All the proteins used in this analysis are eukaryotic proteins. Since the hypothesis was centred on the contexts in which DE acts as a UPS trigger, any protein which had no DE motif was discarded from the analysis. The proteins used in the analysis were chosen from four different groups:- Group 1: Since it was recently demonstrated that the presence of DE in UPS of SOD1 [16] (cargo involved in neurodegenerative disease, Amyotrophic lateral sclerosis (ALS), we intended to check the same in all other neurodegeneration causing aggregates such as α-synuclein, β-amyloid, TDP-43, Tau followed by Group 2 that encompasses all the known UPS cargoes known to date. All these Group 2 secretory proteins were chosen from Keulers et al. [17], Group 3 were chosen from the dataset of heat shock proteins that are reported to be secreted in an unconventional manner in cancer [18] and the proteins from the breast cancer secretome where UPS is the major contributor [19]. Group 4: While the list of non-secretory proteins could be very large, we did not add any more of them than the number of secretory proteins to keep the data set groups unbiased. Non–secretory proteins (cytoplasmic), were chosen from the Human Protein Atlas. The complete list of proteins used in the analysis is tabulated in Dataset 1 [20]. The final curated set included 100 different eukaryotic proteins, 57 secretory and 43 non-secretory, whose DE sequence details, and the nature of protein are mentioned in Supplementary Table 1 ( Supplementary File 1) and Dataset 1 [20].

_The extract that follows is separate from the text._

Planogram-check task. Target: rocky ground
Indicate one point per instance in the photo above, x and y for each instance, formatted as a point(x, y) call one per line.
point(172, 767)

Variables describing the physical context

For each of the selected proteins, three parameters defining the context in which DE occurs in a protein were defined: (1) Hydrophobicity (H) of the local region, by adding the hydrophobicity score [21] of 3 amino acids on either side of the DE motif (2) Charge (C) of the local region, by summing the charge of 3 amino acids flanking on either side of DE and (3) structural order – the local structure around DE was initially categorically classified as ordered (O) if DE is in α- helix or β- sheet, disordered (D) if DE is in a loop or disordered region (as illustrated in Figure 1). If DE occurred in the border (B) of structured/unstructured regions, given the limited sample size of the data, we considered the option of regrouping B either as O or as D which is discussed below along with other cases.
Figure 1.

Illustration of the definition of structural order in NADP Isocitrate dehydrogenase (PDB:2B0T).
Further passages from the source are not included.